Madame Lelaud smiled at him, flecking the smallest bit of dust from his lapel. He laughed. She wore a dark rouge on her lips that was dried and powdery, “Hmmm, I haven’t seen my blue-eyed
bébé
in ever so long, he stayed here for three days, right at that table, and then he was gone.” Gone, gone, gone, gone. “Hmm, you give him a kiss for me, hmmmmmm?”

“Certainly!” Christophe winked as he blew the foam off the beer. And then on tiptoe Madame Lelaud kissed him, a worn working mouth but gentle, and resisting the urge to wipe the bit of moisture left on his lip, he smiled at her, beamed at her in fact.

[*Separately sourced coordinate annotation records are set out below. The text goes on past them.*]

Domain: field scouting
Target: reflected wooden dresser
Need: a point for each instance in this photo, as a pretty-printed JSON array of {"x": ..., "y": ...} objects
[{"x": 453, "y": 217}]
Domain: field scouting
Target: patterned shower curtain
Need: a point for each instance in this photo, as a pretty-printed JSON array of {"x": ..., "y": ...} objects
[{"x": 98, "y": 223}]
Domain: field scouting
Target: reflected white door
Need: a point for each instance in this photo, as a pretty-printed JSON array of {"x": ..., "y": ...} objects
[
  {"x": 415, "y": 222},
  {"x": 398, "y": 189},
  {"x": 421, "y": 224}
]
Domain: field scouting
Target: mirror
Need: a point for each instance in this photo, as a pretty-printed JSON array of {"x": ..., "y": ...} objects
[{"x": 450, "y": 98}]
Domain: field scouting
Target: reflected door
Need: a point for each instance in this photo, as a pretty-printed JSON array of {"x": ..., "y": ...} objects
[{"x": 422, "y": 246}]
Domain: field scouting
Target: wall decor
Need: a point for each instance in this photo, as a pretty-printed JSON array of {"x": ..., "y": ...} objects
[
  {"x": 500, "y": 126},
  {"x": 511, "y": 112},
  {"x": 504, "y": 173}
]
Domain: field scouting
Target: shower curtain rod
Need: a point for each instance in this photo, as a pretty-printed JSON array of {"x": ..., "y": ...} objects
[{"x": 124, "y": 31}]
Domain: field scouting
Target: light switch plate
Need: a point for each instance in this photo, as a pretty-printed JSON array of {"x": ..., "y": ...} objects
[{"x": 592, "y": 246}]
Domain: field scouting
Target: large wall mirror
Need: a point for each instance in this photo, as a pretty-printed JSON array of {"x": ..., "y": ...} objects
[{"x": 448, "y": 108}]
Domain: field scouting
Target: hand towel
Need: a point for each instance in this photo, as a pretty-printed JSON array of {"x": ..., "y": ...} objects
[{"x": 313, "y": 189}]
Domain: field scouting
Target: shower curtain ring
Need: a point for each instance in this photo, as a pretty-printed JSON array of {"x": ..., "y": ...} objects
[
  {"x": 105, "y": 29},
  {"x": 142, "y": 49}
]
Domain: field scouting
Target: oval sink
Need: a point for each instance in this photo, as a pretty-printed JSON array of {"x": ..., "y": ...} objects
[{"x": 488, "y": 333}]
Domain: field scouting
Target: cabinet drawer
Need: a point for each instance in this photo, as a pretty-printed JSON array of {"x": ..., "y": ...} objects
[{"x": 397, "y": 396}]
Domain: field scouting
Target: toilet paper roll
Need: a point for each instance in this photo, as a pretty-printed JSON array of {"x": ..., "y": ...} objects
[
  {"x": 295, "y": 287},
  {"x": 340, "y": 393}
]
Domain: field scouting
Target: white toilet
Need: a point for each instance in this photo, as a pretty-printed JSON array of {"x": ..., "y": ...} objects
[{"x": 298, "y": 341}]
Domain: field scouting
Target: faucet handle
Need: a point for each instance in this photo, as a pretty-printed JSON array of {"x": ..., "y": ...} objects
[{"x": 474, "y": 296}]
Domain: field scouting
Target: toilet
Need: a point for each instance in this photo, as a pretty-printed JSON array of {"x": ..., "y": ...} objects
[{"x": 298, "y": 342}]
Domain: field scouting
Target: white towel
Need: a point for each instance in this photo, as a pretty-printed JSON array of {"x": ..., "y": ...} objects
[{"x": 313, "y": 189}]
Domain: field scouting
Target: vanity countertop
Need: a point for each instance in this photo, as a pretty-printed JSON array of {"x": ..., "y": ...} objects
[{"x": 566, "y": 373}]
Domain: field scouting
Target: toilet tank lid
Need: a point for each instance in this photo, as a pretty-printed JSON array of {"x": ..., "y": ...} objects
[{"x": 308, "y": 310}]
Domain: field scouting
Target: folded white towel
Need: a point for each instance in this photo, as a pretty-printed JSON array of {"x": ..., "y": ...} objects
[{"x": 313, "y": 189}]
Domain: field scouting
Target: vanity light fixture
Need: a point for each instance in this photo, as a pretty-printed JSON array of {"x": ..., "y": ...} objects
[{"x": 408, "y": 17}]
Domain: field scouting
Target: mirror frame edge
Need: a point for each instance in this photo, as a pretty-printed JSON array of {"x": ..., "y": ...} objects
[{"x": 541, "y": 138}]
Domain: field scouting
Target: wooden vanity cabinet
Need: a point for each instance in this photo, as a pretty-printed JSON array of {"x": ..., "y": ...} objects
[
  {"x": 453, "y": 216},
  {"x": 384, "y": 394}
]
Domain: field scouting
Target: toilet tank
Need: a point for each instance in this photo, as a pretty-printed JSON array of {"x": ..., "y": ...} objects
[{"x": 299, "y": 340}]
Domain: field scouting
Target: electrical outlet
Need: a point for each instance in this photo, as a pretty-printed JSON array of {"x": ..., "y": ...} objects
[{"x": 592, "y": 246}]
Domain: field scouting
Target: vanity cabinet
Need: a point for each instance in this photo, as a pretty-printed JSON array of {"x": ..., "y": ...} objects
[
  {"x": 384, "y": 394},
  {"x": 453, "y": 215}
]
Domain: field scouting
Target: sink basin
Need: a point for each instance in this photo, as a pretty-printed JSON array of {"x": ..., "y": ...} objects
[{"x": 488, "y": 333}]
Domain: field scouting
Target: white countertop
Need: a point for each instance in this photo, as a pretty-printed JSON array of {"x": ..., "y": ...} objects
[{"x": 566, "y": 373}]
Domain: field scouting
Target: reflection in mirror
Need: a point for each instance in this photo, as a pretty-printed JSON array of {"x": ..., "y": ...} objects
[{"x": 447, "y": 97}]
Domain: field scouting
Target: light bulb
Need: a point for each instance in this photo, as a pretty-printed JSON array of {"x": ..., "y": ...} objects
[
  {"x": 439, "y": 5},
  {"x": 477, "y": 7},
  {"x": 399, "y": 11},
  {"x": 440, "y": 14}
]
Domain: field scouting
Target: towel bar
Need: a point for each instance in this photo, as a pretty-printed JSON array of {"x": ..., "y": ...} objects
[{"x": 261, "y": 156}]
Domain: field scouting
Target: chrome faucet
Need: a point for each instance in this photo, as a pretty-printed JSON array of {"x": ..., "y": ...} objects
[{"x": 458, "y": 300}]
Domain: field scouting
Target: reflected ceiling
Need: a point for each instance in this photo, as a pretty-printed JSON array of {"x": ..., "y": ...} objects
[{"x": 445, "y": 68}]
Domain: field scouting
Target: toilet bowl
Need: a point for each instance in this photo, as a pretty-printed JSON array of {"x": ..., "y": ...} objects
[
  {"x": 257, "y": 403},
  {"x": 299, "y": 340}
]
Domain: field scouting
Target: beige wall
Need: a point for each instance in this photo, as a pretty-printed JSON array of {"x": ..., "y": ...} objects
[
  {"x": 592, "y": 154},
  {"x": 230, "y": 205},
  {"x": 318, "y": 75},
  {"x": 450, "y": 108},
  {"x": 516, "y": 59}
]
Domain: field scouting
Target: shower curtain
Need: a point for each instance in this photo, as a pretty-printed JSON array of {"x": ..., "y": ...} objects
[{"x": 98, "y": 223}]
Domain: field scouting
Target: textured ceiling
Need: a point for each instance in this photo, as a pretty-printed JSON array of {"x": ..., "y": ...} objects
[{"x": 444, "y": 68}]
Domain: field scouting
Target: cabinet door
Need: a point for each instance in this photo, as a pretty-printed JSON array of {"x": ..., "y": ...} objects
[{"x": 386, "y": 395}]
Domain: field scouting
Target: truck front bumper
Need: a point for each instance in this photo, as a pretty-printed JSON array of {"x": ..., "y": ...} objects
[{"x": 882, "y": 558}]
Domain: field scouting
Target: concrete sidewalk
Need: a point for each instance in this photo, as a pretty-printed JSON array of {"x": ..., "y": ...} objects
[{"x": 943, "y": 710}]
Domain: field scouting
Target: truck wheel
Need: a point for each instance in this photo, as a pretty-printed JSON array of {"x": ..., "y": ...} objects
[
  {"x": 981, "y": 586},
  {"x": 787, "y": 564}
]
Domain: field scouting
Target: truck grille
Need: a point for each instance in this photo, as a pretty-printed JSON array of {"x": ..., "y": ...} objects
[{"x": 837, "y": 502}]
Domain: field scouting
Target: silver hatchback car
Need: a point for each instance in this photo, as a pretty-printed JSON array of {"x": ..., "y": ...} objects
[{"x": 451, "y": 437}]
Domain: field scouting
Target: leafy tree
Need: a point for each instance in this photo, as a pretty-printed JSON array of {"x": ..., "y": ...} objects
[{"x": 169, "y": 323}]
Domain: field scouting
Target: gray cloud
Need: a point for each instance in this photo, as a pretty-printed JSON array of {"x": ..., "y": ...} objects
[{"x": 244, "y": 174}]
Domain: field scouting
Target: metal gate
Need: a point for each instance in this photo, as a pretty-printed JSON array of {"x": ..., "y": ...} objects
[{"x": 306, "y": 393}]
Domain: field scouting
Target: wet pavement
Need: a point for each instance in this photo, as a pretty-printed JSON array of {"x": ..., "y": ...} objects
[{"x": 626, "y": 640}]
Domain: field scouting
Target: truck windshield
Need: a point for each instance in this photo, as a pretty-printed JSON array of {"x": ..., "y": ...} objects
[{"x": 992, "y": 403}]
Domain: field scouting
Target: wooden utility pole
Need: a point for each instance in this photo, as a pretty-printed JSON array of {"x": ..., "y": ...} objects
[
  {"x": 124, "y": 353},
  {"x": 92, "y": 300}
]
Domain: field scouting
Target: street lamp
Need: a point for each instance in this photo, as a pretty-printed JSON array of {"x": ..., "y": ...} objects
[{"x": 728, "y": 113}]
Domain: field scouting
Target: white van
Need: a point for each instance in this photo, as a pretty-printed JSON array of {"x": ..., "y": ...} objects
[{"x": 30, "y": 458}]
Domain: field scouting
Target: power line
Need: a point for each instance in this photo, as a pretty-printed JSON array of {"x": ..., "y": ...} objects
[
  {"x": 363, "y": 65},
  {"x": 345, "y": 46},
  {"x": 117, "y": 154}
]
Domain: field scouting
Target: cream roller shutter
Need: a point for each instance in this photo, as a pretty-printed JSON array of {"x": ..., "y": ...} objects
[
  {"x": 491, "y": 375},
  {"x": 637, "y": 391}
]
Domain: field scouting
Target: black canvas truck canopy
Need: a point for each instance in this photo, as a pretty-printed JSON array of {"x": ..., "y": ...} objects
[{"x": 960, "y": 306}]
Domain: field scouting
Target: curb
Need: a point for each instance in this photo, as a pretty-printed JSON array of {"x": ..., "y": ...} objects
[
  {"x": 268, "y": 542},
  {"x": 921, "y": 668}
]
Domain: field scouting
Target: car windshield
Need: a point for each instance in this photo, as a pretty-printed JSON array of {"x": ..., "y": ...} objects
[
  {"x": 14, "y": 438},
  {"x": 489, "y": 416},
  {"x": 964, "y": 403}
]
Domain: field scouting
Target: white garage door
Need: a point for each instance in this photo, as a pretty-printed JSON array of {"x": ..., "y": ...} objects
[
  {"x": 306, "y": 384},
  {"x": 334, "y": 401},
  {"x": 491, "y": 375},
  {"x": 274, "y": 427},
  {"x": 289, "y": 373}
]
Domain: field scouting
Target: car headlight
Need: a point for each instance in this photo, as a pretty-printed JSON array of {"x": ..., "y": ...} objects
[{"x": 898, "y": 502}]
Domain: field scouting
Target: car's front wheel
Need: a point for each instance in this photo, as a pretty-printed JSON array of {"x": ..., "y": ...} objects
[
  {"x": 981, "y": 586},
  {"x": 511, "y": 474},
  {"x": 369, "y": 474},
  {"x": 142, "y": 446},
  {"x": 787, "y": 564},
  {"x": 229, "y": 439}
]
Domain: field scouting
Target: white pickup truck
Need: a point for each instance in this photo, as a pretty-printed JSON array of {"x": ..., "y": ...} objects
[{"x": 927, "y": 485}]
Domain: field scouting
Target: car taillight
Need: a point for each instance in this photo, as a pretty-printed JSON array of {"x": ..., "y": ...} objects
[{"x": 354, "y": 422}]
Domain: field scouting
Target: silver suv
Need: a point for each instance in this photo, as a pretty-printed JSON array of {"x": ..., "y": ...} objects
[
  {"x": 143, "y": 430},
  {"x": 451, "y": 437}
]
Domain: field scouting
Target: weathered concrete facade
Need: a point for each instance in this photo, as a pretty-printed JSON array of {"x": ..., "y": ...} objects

He and Marcel together at that table which he could no longer see for the crowd, “Monsieur, you don’t know how I admire you, if you would only give me a chance…”

“I’ll kiss you again if you don’t watch out,” she winked, but the man behind the bar was shouting at her, taunting her, they teased her about Christophe as they always did when he came in.

“Billiards, Madam, billiards,” he said to her in English, quite unaware of the crisp British sound of it, a white man in a broad-brimmed hat looking up suddenly from the billiard table, his mouth a moist smile beneath the shadow of the brim. “It’s time to play some serious billiards,” and pushing toward the brightly illuminated felt as the white man was chalking his cue Christophe surveyed the scattered ivory balls. There was the black man who was always there, the one with the two camellias in his lapel, the silk vest and the frock coat with its velvet collar, his skin so black it reflected the light all over it, the lips almost purple.

“Aaaah, Monsieur le Schoolteacher,” he said, he spoke English also, elegant British English with just the hint of Jamaica, and saluted Christophe with his cue. He was running the balls, had shot the last three in while Christophe was downing the beer. And now he moved around the table for his fourth. Christophe slapped a five-dollar gold piece on the rail of the table, and the black man smiled, nodding, “Yes sir, Monsieur le Schoolteacher.” He bent over the table, made a high bridge with his very long fingers, and banked the red ball before it went in.

Sounion in this place, it was enough to drive a man mad! Some sudden irrelevant flash of sitting in his room drunk after Michael’s death, on the very same bed in which Michael died, explaining something to Marcel about Sounion and telling him only some vaguely metaphorical image for the real truth, the raw and passionate truth in
the hut. “Not very high stakes,” said the black man driving in the eight ball.

The white man with the broad-brimmed hat threw up his hands. The cue was standing against the table for Christophe to take it. The man wore fancy river gambler clothes, and rested his back with a feline movement on the rough-hewn support, crossing his ankles in pale immaculate buckskin pants that were tight over the bulge between his legs, the shimmer of his gray vest making Christophe grit his teeth suddenly at the thought of a fingernail running across the silk. The chest beneath it was solid, broad.

“Ten dollars, Monsieur,” said the black man chalking the cue, “and you break.”

“Generous, generous, let’s lag for break,” Christophe fished in his pocket, put the ten-dollar piece on the rail. “That’s fifteen, sir.” He liked the feel of this cue because it was heavy and short. “Eight ball,” he said. The Jamaican nodded. Marcel had listened so patiently, the blue eyes so intense, the face exactly the color of honey poured from a glass pitcher in the sunlight. The same Marcel who did not seek my company today after the wedding, who turned and gave me that affectionate, almost intimate smile, easy, touched my arm and then walked out of the church precisely when I had expected, expected what, that we would go on together???

“You break, Monsieur,” a smile on the sculpted black face, the high sloping forehead, prominent nose, white teeth.

“So I do.” There were several ways to approach it, take a risk, he felt the thrust perfect and then the balls went everywhere. Or so it seemed. He had sunk three.